Em 20 de julho de 1969, um domingo, dois astronautas
norte-americanos pisaram a superfície poeirenta da Lua em decorrência de uma
acirrada corrida de demonstração de poder militar e tecnológico entre os
Estados Unidos e a extinta União Soviética. Como antes, o desejo de voltar ao
satélite terrestre envolve de novo interesses políticos, marcados pela
capacidade de mobilizar os recursos humanos e financeiros para alcançar a meta,
além da busca pela primazia tecnológica. O discurso oficial, porém, trata dos
objetivos científicos e de planos de exploração de riquezas naturais e criação
de uma cadeia econômica envolvendo atividades como mineração, comunicação,
transporte de cargas e passageiros, entre outras possibilidades.
Cinco décadas após a primeira alunissagem, os Estados
Unidos continuam sendo os protagonistas de um possível retorno à Lua, dessa vez
ameaçados pela China.

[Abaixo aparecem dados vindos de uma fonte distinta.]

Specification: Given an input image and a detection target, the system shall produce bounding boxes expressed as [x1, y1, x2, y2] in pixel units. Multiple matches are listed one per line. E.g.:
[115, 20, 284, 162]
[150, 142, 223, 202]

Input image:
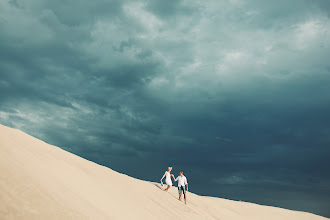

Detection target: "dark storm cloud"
[0, 0, 330, 216]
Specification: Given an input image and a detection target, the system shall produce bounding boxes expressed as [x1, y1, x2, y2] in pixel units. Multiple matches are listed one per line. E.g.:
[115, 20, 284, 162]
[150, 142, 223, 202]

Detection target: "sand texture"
[0, 125, 328, 220]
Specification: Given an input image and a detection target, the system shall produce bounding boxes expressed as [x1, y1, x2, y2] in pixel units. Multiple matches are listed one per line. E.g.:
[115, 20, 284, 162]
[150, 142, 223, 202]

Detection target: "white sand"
[0, 125, 327, 220]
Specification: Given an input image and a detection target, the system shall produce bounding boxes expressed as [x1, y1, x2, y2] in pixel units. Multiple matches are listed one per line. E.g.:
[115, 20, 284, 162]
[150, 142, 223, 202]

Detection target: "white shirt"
[175, 176, 188, 187]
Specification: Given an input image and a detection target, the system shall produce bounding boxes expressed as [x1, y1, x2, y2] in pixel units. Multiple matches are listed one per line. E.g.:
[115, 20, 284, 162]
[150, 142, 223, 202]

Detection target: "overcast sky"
[0, 0, 330, 217]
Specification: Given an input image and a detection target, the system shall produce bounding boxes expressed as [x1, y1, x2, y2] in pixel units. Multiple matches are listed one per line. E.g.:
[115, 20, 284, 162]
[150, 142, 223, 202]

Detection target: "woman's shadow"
[152, 182, 178, 199]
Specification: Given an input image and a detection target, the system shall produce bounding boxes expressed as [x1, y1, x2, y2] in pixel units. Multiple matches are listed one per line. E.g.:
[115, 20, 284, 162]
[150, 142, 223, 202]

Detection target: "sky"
[0, 0, 330, 217]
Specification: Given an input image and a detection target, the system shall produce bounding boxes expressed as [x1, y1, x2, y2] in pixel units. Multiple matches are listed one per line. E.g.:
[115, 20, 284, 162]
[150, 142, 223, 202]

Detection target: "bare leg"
[165, 185, 171, 192]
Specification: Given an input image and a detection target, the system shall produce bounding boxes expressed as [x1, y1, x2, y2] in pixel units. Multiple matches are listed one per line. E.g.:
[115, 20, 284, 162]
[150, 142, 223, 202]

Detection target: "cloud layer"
[0, 0, 330, 217]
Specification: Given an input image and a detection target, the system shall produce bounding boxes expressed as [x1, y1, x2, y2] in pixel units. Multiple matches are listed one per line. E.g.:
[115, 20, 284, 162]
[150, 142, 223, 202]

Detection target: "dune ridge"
[0, 125, 328, 220]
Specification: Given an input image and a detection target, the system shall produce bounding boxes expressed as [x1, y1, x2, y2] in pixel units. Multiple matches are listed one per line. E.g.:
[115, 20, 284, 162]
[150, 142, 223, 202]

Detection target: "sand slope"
[0, 125, 327, 220]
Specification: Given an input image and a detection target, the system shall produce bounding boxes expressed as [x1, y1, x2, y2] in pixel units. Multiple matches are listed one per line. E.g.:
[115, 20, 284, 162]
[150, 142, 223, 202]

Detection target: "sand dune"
[0, 125, 327, 220]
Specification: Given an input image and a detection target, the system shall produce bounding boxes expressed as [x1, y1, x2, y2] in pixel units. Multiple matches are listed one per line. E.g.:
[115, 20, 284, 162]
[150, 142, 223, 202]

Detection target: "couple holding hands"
[160, 167, 188, 204]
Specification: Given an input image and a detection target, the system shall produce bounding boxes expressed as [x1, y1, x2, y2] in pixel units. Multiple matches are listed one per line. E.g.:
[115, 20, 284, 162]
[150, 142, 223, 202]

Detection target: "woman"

No plano mais imediato, a ideia de ir à Lua e estabelecer
uma base por lá está embebida, nos Estados Unidos, de um sentimento de orgulho
nacional, além da ambição do presidente Donald Trump de deixar uma marca
grandiosa de sua passagem pela Casa Branca. Pouco após assumir a presidência
dos Estados Unidos em 2017, eleito pelo Partido Republicano, ele demonstrou o
desejo de gerar um legado na área espacial quase tão marcante quanto o do
democrata John Kennedy, que, no início dos anos 1960, convenceu o país a levar
o homem à Lua como forma de mostrar a superioridade tecnológica norte-americana
frente à União Soviética, que liderava a corrida espacial. Em abril de 1961, os
soviéticos foram os primeiros a enviar um ser humano ao espaço, o cosmonauta
Yuri Gagarin.
Ainda em 2017, ao pedir o orçamento da Nasa e estabelecer
o objetivo de levar seres humanos a Marte na década de 2030, Trump perguntou a
Robert Lightfoot Jr., à época administrador em exercício da agência espacial,
se não seria possível realizar a missão antes do fim de seu primeiro mandato,
em 2020. O diálogo, ocorrido na Casa Branca, foi descrito por Cliff Sims,
ex-oficial de comunicação de Trump, no livro Team of vipers (Equipe
de víboras), publicado neste ano. Pouco depois, Trump restabeleceu o
Conselho Nacional do Espaço (NSC), órgão da presidência que determina as
diretrizes espaciais norte-americanas, e definiu uma meta mais modesta: levar
astronautas à Lua até 2028. Em março deste ano, o plano mudou, e a viagem foi
antecipada para 2024 – possivelmente na esperança de que ocorra ao fim de um
eventual segundo mandato de Trump.
Foto: NASA
Representação artística da cápsula Órion, que deverá servir para o transporte de astronautas da Terra à órbita lunar. |
Voltar à Lua até essa data, dessa vez para estabelecer
uma base de exploração por lá, é uma meta audaciosa com prazo exíguo. Em seis
décadas, cerca de 130 missões tripuladas ou não foram enviadas ao satélite
terrestre por um clube seleto (Estados Unidos, União Soviética, Japão, China,
Índia, Europa e Israel). Os Estados Unidos, no entanto, foram os únicos a
colocar pessoas na superfície lunar e continuam sendo um dos poucos países com
tecnologia, conhecimento e dinheiro para repetir o feito, embora surja no
cenário outra potência econômica determinada a demonstrar poderio tecnológico:
a China, que tem um setor espacial em ascensão.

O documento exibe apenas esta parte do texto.